Las Vegas affiliates did not connect heat waves to climate change in any of their 241 broadcasts on the heat wave. KTNV (ABC), KLAS (CBS), KSNV (NBC), and KVVU (FOX) aired 65, 54, 65, and 57 broadcasts, respectively, that included a segment or weathercast about the heat wave. None of them discussed the relationship between climate change and worsening heat waves.
Coverage on Arizona affiliates featured a single instance of a journalist connecting the heat waves to climate -- and that was to downplay climate change’s influence. KNXV (ABC), KPHO (CBS), KPNX (NBC), and KSAZ (FOX) aired 45, 53, 36, and 58 broadcasts, respectively, that included a segment or weathercast about the heat wave. Yet in all those broadcasts, climate change was brought up only once, in a June 21 broadcast on KPNX in which chief weather forecaster James Quiñones reported on record temperatures and then downplayed the impact of climate change and misled viewers by stating, “In June of 2017, we got 119 [degrees] and June of 2013 we also had 119 degrees, too, so we’re slowly warming up. And if anybody wonders, ‘Oh, is it global warming, climate change?’ Here’s the bottom line is: Ever since the last Ice Age ended about 40,000 years ago, we’ve been warming. Ever since then. So we’re continuing-- and the Earth goes through these cycles where we cool and we warm, and that’s what we are right now. We’re on a warming trend.”

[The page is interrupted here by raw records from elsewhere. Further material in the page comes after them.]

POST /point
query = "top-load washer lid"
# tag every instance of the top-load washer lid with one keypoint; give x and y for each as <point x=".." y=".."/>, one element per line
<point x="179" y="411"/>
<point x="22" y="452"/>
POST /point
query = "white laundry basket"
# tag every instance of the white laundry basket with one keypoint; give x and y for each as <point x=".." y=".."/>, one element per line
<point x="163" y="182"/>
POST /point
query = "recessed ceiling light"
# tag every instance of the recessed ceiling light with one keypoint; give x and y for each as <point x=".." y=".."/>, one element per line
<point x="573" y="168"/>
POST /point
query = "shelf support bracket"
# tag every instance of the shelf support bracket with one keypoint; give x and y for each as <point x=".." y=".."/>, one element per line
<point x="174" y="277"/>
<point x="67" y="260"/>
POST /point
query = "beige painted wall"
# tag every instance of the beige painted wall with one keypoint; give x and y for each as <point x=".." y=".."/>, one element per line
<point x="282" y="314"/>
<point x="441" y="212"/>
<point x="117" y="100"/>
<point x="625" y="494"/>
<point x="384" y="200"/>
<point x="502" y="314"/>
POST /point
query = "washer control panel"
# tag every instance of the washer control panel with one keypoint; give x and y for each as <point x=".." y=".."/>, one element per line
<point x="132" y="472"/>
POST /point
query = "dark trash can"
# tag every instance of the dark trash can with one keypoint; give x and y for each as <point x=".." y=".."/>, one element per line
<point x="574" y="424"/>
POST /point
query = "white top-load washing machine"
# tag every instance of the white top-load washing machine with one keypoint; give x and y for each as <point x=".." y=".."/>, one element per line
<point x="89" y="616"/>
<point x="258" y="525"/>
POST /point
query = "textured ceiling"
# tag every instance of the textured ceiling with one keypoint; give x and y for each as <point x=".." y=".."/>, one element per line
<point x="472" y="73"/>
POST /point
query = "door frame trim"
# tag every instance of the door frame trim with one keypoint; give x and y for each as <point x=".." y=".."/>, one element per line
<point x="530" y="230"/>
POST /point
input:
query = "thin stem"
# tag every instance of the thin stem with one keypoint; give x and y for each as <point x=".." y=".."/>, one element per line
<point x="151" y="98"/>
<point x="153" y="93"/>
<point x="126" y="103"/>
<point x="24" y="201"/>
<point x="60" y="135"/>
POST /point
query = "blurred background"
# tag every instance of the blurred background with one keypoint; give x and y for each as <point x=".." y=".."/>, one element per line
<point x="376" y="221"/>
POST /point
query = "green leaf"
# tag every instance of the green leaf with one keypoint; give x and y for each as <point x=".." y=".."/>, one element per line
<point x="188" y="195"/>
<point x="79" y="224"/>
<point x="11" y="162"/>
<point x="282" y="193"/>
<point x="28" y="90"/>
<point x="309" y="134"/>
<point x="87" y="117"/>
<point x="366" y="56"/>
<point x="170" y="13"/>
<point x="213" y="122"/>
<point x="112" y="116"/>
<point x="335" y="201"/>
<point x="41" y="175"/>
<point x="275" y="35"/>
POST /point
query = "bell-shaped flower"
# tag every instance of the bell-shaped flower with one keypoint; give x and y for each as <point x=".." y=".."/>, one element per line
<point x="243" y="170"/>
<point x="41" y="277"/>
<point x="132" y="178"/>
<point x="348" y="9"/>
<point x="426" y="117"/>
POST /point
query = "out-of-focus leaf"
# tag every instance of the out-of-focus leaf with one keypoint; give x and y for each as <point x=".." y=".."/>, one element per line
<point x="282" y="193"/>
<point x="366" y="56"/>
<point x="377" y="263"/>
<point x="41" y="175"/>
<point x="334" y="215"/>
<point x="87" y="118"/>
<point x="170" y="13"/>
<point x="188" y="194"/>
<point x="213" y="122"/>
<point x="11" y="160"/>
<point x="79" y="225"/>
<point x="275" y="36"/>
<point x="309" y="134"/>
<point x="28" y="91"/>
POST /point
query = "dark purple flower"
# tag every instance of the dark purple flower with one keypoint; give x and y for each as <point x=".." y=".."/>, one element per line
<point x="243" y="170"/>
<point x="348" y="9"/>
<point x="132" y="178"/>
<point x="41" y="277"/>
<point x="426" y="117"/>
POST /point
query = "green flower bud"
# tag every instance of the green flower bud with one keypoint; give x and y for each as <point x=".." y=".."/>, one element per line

Among national nightly news shows, PBS NewsHour was the sole program to discuss the relationship between climate change and heat waves
The major national networks’ nightly news programs also failed to provide context about climate change when they reported on the Southwest heat wave. There were a combined 13 segments or weather reports about the heat wave on ABC (6), CBS (5), and NBC (2), yet none made a reference to climate change.
PBS NewsHour, in contrast, aired a June 21 segment about the heat wave that directly connected it to climate change, referenced the Nature Climate Change study, and featured an interview with climate scientist Radley Horton, who explained, “If we look at the last decade or two, we are seeing twice as many record-breaking extreme heat events.”
Methodology
Media Matters searched iQ media and SnapStream for local news broadcasts in Phoenix and Las Vegas -- the two largest television markets in the region affected by the Southwest heat wave -- that included a segment about the Southwest heat wave, as well as national news segments about the heat wave, using the search terms (heat OR “heat wave” OR “heat waves” OR heatwave OR heatwaves OR temperature OR temperatures OR hot). A second search adding the term AND (“climate change” OR “global warming”) was used to identify any segments on the heat wave that mentioned climate change. We did not count teasers or rebroadcasts. Our analysis covered the time period from June 17 to June 24.
Gabby Miller contributed research to this report.